A FORMER teacher has been shortlisted among the best in the world for her black and white photographs.
Pat Maycroft, who lives in South Side, near Butterknowle, was nominated at the Black and White Spider Awards for her silhouette snap of Saltburn Pier and her atmospheric door knocker titled “Don’t Bite the Hand”.
The former Darlington College teacher used an underwater camera to take the impromptu pictures on a day out at the coast.
Ms Maycroft said: “The tide was right out and I’d never seen it like that before. The sun was setting and I was one of those grabbing shots.
“I took three or four and that was the best one.”
Her nomination was unveiled during a live online stream viewed by 11,000 photography fans worldwide.
Industry experts from New York and London judged her Saltburn shot best among 92 nominations in the silhouette category with “Don’t Bite” coming out on top from 105 nominees.
Ms Maycroft put her work forward in February this year but only heard back from the competition earlier this month.
She added: “I had nearly forgotten about it.
“I was getting a lot of junk mail through but I thought I better take a look – I nearly missed it.”
The 72-year-old has lived in South Side for the past 22 years but her passion for photograph was kindled long before then.

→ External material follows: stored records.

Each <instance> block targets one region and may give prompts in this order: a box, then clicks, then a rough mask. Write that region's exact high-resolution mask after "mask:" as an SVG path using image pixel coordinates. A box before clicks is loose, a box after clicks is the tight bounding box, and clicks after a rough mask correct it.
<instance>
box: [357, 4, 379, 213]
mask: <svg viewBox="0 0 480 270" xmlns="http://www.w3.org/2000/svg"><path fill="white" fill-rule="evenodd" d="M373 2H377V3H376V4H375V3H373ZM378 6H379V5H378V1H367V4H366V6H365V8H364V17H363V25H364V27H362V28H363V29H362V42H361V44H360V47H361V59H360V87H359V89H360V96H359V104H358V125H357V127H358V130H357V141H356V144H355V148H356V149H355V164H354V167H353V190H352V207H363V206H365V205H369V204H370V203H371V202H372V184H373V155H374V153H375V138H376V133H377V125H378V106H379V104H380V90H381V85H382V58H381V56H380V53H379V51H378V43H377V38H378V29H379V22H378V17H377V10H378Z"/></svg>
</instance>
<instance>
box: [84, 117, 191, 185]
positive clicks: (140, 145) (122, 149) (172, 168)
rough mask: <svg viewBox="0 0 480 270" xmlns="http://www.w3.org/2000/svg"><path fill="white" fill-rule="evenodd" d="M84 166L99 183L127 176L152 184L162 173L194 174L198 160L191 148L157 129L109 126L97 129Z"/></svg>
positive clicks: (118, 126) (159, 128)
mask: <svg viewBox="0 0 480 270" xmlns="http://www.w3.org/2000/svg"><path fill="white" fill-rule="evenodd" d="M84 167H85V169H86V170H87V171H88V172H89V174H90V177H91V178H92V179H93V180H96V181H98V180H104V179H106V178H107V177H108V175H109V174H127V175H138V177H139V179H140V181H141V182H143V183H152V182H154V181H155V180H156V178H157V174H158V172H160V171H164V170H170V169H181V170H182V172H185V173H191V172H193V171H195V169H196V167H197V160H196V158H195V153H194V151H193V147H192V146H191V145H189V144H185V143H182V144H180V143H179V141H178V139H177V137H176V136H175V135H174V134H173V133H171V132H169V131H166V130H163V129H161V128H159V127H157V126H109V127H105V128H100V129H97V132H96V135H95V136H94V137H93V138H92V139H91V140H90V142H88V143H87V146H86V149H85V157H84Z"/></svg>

Her interest began aged nine when she got hold of her dad’s Box Brownie to take pictures of her dog.
She still has the camera.
In the years since, she has gone on to host photography exhibitions at the former DLI Museum and as far away as Solihull.
Ms Maycroft was also one of the founders of the Vane Women – a creative writing group which formed on Vane Terrace, in Darlington, to support female authors.
She has had many of her pictures published at the forefront of works and anthologies through the group – the most well known being Northern Grit, which was so popular is required a second print run in 2004.
Now the grandmother-of-four is taking strides in the separate worlds of poetry and swimming through a series of digital “film-poems” published online.
She explained: “I swim and last year we went to the Greek Islands to take pictures of the fish and then wrote a poem – I got quite a bit of feedback from the open water swimmers.
“Poetry, swimming and photography are the three things I am keen on – I am quite excited about the film-poems because each one has been different.”
Alongside her film and photography, one of her poems Cockfield Fell in Winter has also been showcased in an anthology of North Eastern works this year.
But when it came to her first and foremost passion she had a couple of tips to pass on to budding snappers.
“Just go for it – carry a camera around with you like I did at Saltburn,” she added.
“F8 and be there was the saying passed on to me.”